Haha when I got back to nola last time I always had my skank on, once I setteled down a bit n started working again I put it up in a safe place n every time I saw my boy sarcastic scott he was like wheres your skank? Lol mostly fuckin with me but guess what I got back around my neck? Thats right call me a scumbag all ya want but I am what I am, a lepord cant change its spots n tomorrow once again ill get some fresh grease sweat spit and whatever else comes its way onto it. Mwa hahaha


----------



## Kittwoopsiessmith (Mar 5, 2014)

Scott can be a ass but he will help anyone. As for you smellsea, you are gross. Go wash your ass and your drawers. We all get smelly and filthy but you should take care of yourself. You give us all a bad name. You think its stupid to feel sentemental about your skank but you brag about bleeding and pissing yourself.

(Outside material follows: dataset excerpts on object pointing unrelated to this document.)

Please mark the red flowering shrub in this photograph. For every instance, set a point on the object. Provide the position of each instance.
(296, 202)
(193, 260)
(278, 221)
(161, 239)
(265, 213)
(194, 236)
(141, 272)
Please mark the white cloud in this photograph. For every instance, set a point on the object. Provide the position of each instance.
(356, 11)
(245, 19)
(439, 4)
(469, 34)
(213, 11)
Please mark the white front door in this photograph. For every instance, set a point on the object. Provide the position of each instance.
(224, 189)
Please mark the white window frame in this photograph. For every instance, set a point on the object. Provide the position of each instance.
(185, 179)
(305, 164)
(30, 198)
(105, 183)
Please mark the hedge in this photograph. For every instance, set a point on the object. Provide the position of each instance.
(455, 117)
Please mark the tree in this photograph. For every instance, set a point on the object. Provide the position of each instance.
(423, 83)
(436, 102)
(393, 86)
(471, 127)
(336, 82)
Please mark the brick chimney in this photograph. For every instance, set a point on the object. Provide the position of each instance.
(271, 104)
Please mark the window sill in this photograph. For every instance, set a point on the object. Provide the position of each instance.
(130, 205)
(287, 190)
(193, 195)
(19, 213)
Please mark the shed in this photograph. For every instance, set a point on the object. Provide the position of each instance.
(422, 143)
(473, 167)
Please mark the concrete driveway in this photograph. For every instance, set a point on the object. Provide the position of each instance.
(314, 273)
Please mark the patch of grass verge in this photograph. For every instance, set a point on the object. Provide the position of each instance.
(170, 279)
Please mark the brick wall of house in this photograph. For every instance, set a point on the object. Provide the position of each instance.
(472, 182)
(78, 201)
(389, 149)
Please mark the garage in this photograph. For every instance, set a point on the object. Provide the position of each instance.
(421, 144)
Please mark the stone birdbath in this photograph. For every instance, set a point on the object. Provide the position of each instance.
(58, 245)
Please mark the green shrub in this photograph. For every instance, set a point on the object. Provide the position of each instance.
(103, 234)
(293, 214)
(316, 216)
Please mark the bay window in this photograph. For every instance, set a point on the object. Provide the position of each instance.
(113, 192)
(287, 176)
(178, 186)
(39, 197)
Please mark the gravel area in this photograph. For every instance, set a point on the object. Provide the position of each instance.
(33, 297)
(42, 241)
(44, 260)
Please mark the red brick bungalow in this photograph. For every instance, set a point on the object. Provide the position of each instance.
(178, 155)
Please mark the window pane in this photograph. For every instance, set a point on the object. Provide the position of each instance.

Grow up and spend some of your spange on tampons and std testing.


----------



## Johnny Lightspeed (Mar 14, 2014)

i feel stupid even bothering to say this but dude that smellsea girl was obviously joking. as for the actual point of this threadgoes yer black bandanna doesnt mean shit and its probly fallen outta yer back pocket by now and is lost forever anyway. damn im grumpy today


----------



## Erable (Apr 2, 2014)

Man, if it means something to you, keep it.
But you don't have to carry it around with you all the time if you don't feel right about it; you wouldn't keep the photo albums of your childhood with you at all times, would you?


----------